# Hook Punches



## Eviscerate (Jun 15, 2006)

Im noticing that in order for me to generate my maximum power from hook punches that i tend to first drop my fist away from my chin to 'wind' up. I was just wondering if there are any tips or tricks that might help me not telegraph so much without losing power. My alignment and shifting are good, the only mechanic i see failing is that i lead with my head.


----------



## MJS (Jun 15, 2006)

Eviscerate said:
			
		

> Im noticing that in order for me to generate my maximum power from hook punches that i tend to first drop my fist away from my chin to 'wind' up. I was just wondering if there are any tips or tricks that might help me not telegraph so much without losing power. My alignment and shifting are good, the only mechanic i see failing is that i lead with my head.


 
A good way to start would be to set up the hook after you've slipped a punch or bob/weave.  Keep in mind that the power is going to be coming from proper body movement, the hips, and also having proper footwork.  

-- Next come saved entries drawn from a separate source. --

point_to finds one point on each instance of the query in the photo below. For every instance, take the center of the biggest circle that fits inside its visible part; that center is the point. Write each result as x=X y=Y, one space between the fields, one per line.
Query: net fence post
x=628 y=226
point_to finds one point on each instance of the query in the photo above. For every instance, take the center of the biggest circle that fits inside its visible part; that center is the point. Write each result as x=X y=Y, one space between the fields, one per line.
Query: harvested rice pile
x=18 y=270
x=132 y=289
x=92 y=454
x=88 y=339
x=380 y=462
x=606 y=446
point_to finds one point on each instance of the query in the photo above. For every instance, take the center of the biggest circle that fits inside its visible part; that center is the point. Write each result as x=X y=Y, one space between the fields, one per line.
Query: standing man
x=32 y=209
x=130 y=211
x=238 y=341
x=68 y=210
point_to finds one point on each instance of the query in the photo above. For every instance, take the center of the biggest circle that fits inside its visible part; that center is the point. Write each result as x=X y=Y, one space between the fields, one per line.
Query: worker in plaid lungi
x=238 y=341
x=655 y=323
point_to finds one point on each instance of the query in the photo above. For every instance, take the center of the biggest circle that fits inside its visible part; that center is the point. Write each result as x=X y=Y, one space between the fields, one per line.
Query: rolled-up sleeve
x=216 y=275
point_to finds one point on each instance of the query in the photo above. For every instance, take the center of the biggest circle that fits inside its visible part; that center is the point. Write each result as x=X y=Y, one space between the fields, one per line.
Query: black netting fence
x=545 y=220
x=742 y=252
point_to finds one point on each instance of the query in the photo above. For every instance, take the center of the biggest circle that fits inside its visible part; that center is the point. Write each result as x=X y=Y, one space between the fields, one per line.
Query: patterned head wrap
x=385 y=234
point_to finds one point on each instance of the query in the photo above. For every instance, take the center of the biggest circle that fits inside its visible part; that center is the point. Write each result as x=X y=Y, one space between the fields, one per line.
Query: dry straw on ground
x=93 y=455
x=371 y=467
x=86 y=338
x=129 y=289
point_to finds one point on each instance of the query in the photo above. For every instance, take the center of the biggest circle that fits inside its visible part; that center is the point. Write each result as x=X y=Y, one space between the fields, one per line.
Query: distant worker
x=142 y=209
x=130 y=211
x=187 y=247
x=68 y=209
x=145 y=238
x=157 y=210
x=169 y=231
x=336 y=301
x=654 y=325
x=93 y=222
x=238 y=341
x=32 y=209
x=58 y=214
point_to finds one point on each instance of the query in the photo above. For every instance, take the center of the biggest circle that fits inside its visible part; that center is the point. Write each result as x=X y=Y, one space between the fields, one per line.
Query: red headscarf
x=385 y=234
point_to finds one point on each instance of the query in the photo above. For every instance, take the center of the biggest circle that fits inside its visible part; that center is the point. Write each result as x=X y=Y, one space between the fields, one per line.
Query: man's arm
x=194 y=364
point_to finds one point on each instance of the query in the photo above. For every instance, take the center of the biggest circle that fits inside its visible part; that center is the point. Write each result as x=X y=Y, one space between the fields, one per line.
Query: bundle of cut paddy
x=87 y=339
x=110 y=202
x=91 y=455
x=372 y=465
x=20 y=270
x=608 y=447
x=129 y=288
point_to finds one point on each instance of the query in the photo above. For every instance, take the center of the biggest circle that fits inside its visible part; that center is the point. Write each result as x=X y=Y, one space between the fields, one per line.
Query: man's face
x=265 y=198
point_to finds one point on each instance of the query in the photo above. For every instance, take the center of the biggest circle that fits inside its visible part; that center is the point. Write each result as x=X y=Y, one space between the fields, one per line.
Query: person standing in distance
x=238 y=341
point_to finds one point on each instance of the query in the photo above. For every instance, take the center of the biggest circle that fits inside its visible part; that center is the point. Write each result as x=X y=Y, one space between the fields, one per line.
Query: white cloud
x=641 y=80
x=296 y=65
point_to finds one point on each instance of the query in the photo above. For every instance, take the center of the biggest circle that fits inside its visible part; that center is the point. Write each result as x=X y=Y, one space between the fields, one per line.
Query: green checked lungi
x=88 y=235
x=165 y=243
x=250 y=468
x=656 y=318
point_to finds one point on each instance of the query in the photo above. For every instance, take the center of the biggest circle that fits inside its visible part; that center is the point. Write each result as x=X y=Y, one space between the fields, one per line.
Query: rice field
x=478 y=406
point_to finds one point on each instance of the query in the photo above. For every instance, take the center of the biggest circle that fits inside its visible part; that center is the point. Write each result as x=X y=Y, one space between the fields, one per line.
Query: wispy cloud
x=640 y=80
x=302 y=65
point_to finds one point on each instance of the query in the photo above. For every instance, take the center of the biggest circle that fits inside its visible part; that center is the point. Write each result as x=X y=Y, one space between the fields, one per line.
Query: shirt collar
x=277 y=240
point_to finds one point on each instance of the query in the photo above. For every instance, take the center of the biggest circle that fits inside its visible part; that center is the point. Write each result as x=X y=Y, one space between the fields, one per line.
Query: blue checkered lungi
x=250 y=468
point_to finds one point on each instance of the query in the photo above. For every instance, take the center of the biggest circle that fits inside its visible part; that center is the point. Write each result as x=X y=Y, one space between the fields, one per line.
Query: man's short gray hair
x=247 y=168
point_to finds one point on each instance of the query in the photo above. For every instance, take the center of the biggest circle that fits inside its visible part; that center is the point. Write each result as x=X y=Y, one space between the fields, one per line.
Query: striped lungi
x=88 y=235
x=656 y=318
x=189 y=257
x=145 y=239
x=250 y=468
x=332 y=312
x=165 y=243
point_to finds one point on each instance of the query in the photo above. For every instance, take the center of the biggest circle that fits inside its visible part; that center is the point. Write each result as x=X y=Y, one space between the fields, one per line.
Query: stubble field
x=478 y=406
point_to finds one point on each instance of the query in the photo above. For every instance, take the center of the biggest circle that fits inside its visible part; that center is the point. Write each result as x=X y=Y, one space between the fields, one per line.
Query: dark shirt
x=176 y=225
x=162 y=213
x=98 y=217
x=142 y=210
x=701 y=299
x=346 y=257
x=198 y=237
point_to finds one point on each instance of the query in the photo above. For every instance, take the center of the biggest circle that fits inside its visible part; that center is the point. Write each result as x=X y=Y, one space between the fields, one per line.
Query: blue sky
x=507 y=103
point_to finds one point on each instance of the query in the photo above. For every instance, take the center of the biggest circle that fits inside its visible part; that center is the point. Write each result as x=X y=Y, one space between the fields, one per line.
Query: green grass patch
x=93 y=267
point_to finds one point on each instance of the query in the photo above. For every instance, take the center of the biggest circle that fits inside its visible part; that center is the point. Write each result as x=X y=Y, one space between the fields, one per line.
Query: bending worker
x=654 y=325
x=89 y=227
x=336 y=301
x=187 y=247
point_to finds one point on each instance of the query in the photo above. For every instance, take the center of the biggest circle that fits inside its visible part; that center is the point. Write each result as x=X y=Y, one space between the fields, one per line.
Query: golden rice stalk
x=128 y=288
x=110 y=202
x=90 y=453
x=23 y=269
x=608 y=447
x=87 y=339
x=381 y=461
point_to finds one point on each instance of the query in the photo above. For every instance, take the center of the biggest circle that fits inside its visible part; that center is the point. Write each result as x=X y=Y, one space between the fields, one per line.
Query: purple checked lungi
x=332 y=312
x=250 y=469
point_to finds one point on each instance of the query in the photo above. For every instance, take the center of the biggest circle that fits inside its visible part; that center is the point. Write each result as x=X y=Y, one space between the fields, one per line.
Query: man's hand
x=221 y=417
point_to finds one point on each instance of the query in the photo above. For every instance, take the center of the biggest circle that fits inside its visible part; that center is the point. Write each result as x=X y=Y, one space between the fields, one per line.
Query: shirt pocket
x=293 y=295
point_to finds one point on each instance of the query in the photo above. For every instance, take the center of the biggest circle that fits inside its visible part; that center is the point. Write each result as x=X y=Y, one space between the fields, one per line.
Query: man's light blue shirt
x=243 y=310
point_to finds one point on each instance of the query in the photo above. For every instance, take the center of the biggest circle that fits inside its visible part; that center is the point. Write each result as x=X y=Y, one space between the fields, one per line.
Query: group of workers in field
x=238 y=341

For example:  You're standing in a left lead.  You're opponent throws a right cross.  Having your hands up in proper position, you're taking a slight step off on a left angle with your left foot, slipping the punch.  Keep in mind that doing this will be putting your upper body in position to throw this punch.  Now, assuming that your hands are up by your face, you're lifting your left arm into position.  Unwind, throwing the punch with your body providing the power for the shot.  

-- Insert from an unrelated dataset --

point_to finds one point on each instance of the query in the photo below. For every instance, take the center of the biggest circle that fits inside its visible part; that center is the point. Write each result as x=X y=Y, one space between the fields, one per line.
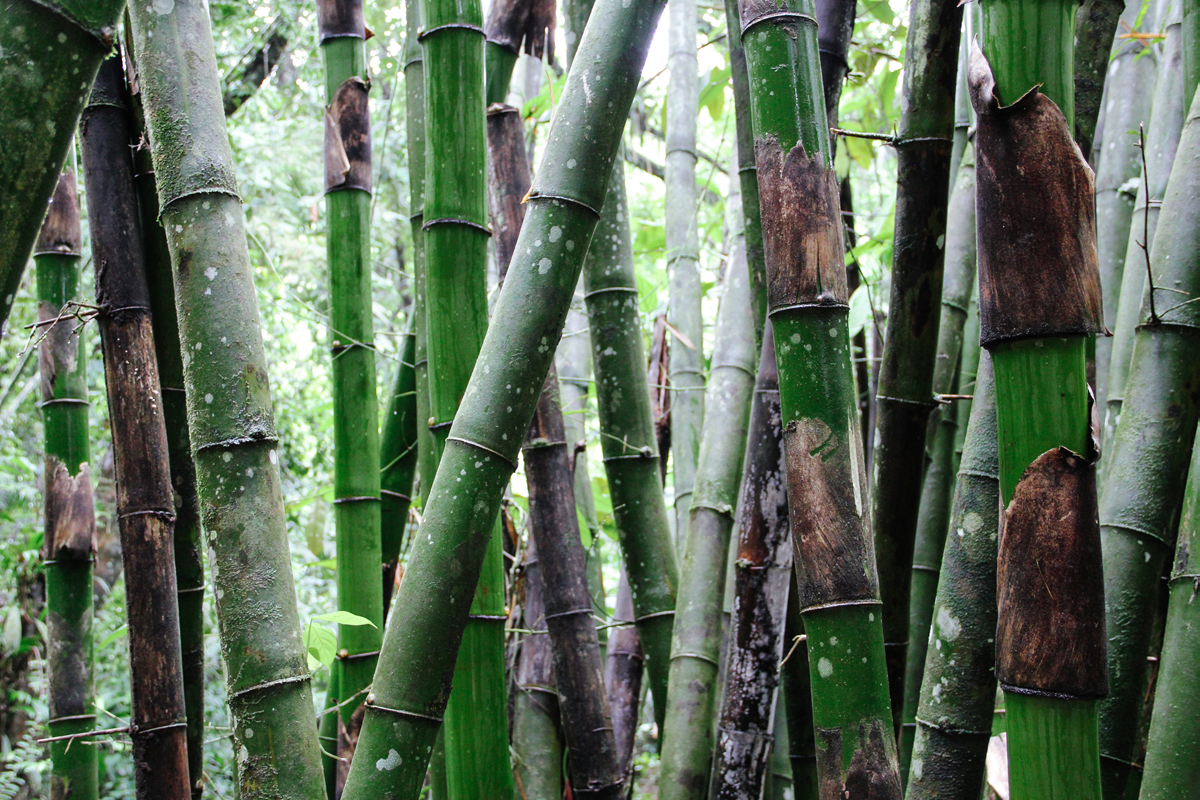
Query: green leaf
x=345 y=618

A bit hard to visualize written words, but thats a general idea.  You may want to have someone physically show you the proper method of moving.

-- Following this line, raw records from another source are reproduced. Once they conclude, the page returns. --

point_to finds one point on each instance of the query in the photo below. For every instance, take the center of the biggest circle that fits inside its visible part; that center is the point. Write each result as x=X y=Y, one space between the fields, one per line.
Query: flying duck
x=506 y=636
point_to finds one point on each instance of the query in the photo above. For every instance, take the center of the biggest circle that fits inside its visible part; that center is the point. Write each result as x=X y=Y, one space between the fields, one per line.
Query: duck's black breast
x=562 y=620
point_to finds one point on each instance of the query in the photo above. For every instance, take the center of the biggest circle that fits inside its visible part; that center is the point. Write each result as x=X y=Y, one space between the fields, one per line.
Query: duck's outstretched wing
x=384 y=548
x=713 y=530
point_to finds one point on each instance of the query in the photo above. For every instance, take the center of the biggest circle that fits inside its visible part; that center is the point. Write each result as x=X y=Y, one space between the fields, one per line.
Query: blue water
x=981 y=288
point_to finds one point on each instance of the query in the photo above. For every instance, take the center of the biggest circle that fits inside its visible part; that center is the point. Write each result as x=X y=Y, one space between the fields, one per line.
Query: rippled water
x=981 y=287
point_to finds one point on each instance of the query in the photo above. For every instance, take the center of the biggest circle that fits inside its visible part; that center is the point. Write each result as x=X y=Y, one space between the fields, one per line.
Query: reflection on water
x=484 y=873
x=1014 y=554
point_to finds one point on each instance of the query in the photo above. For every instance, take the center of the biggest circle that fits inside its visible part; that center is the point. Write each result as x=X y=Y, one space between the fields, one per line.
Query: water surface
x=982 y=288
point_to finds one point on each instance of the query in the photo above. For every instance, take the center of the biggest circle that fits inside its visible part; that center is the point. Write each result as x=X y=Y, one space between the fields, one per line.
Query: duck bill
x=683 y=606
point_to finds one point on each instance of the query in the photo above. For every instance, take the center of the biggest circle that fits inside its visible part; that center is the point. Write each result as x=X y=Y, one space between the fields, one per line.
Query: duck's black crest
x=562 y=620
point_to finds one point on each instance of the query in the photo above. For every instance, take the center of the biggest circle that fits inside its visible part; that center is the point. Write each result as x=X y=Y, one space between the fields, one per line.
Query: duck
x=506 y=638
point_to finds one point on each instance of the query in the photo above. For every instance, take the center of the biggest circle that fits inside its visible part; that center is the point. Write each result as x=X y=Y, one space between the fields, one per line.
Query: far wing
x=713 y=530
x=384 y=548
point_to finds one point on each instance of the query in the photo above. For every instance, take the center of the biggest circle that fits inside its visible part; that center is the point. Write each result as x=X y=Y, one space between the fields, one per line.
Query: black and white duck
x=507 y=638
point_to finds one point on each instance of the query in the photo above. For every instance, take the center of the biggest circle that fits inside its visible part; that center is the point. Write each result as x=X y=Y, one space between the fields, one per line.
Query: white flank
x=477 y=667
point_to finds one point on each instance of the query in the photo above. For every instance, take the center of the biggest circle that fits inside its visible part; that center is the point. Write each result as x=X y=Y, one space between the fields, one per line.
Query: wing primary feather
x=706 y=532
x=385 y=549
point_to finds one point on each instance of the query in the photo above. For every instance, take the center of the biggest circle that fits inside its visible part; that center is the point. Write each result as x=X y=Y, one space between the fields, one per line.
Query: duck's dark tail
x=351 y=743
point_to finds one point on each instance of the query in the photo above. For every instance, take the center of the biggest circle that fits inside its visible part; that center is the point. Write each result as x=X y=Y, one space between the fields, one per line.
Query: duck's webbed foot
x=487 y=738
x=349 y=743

Good luck in your training.

Mike


----------



## Phadrus00 (Jun 15, 2006)

MJS said:
			
		

> A good way to start would be to set up the hook after you've slipped a punch or bob/weave. Keep in mind that the power is going to be coming from proper body movement, the hips, and also having proper footwork.
> 
> For example: You're standing in a left lead. You're opponent throws a right cross. Having your hands up in proper position, you're taking a slight step off on a left angle with your left foot, slipping the punch. Keep in mind that doing this will be putting your upper body in position to throw this punch. Now, assuming that your hands are up by your face, you're lifting your left arm into position. Unwind, throwing the punch with your body providing the power for the shot.


 
Mike, great description!

Eviscerate, you should not have to wind up your hook punch!  As a matter of fact your hook punch should largely be immobile once you put the arm into position.  What generates power on a hook punch is not the arm but the hips.  So in Mike's example of Bob and Weave, when you duck under the punch you "wind up" your hips like a spring and position your left hand into a Hook punch  (elbow bent 90 deg and arm parallel to the floor) and let your hips turn your body and the fist into the opponent, "unwinding" your hips and the coiled energy there and delivering a powerful blow.

Hope this helps!

Rob


----------



## Cruentus (Jun 15, 2006)

You should be able to generate a lot of power from your hook without whined up.

If you require whined up (am I spelling that right...lol) then you are probably using too much "arm" and not enough body.

Your shoulder twist plus your body/weight shift (from your legs and hips) should be what generates power. I am not apt to spend the time it would take to explain on a forum right now, especially considering that there are a couple of different types of hooks with different power sources. But a good comparison from talking on a forum is you "elbow strike." Think elbow strike, but strike with your fist instead of the elbow; the body mechanics are similar, at least for 1 type of hook.

Good luck..

Paul Janulis


----------



## Andrew Green (Jun 15, 2006)

Try here: http://www.martialtalk.com/forum/showthread.php?t=29171


----------



## Eviscerate (Jun 15, 2006)

That link was helpful, perhaps my problem is my positioning in relation to my target. Getting 'off center' seems to make a lot of sense and will probably remedy this problem.


----------



## MJS (Jun 16, 2006)

Glad that we all could be of assistance to you! 

Keep training hard and feel free to ask any other questions you may have!

Mike


----------



## Ken Pfrenger (Jun 18, 2006)

Unless you are kissing the person you are fighting, your hook is going to have to drop away from you chin as you begin to launch it

Lots of good advice given here in this post and the one linked. As Paul mentioned there are several variations on the hook in both form and power generation.

Personally I use a shoulder whirl and do not use my hips to generate the bulk of my force with the  hook but they do come into play, just not as much as in modern boxing. Rather than having my hips, i use my opposite shoulder to push other around, a bit hard to explain in  aparagraph but I would be happy to go further into it if anyone was interested.

There is also the Russian cast method which relies greatly on a relaxed throwing of the should forward. While this is slightly telegraphic, I would not want to be the one to tell Fedor that his punching technique is sloppy looking


----------



## Eviscerate (Jun 18, 2006)

>





			
				Ken Pfrenger said:
			
		

> Unless you are kissing the person you are fighting, >your hook is going to have to drop away from you chin as you begin to >launch it
> 
> Actually, positioning yourself close like that before unloading makes more sense. At least it does for someone with arms as short as mine, dropping your hand without the positioning opens you up to someone which is what i think id be running into with my speed and ability. =)
> 
> ...


----------